Compositions for worship services have a long tradition in Judaism. About 200 years ago composers such as Louis Lewandowski began to combine this music with the European musical styles of the time. There arose choral works and pieces with instrumental accompaniment. Although organ accompaniment is, for example, associated with Reform Judaism, this music was never confined to a single direction in Judaism. “It’s simply Jewish music”, say Sheffer.

“Ode to David Eisenstadt”

Now Sheffer has released a CD that documents the transformation of this music in modernity. Ode to David Eisenstadt is dedicated to the composer of the Warsaw synagogue who was trapped in the ghetto during the Holocaust and finally murdered in Treblinka. Only seven pieces of his music have been preserved. “Surviving music”, Sheffer calls it.

David Eisenstadt, Mimi Sheffer and The Warsaw Singers: “L'cha Dodi”

Sheffer joins Eisenstadt’s music with the works of artists who escaped into exile and there combined European Jewish music with new elements: for example, Paul Ben-Haim, who emigrated from Augsburg to Tel Aviv and in Israel integrated Mediterranean oriental motifs into his music, or Kurt Weil, whose father was a cantor, and for whom he couched the kiddish (a prayer of blessing) in the style of a Broadway musical.

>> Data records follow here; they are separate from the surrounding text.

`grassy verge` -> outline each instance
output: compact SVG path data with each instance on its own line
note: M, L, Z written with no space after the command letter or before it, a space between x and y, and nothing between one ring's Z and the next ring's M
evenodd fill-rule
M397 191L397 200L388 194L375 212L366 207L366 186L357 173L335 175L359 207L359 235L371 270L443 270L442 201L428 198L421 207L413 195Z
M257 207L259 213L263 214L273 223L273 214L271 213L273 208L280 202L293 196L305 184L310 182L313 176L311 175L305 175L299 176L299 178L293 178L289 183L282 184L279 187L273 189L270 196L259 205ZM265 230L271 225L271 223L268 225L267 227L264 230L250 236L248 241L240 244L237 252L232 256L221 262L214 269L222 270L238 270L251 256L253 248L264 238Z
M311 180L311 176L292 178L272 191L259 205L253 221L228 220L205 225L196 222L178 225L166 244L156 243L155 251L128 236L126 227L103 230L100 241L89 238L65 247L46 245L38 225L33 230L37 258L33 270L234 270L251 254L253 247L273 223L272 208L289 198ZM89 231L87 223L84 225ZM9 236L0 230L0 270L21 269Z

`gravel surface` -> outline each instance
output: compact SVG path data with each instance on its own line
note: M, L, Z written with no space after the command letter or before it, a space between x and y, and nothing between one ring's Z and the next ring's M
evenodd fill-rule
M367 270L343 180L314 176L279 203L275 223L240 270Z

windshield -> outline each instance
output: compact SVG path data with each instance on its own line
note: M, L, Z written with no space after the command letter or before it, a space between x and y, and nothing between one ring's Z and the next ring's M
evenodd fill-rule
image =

New Jewish life in Poland and Germany

Beyond Eisenstadt’s music, Sheffer has now discovered Poland as a new focus of her work. There a small renaissance of Jewish life is developing. “It’s often a matter of the commitment of individuals”, she says. There are people that are re-discovering their Jewish roots. Some have converted to Judaism or are discovering their Jewish backgrounds that were kept secret from them as children. In this way small new cells of Jewish life have arisen, for which Sheffer has been training lay prayer leaders since 2010.

Sheffer hopes for a re-birth of the former rich Jewish life in Germany. That after the Shoah the small community of survivors could not tie into the large pluralistic tradition that produced, for example, the first women rabbis is, she says, understandable. “The developments in Germany in recent years are like a miracle”, remarks Sheffer with a view to Jewish immigration from the former Soviet Union and the founding of new congregations, including more liberal ones. “I hope this will bring about a greater openness to new ideas, especially about the role of women in worship.” Among those who attend Sheffer’s courses are women from Israel that want to play a more active role in Orthodox congregations. Mimi Sheffer remains committed to supporting this.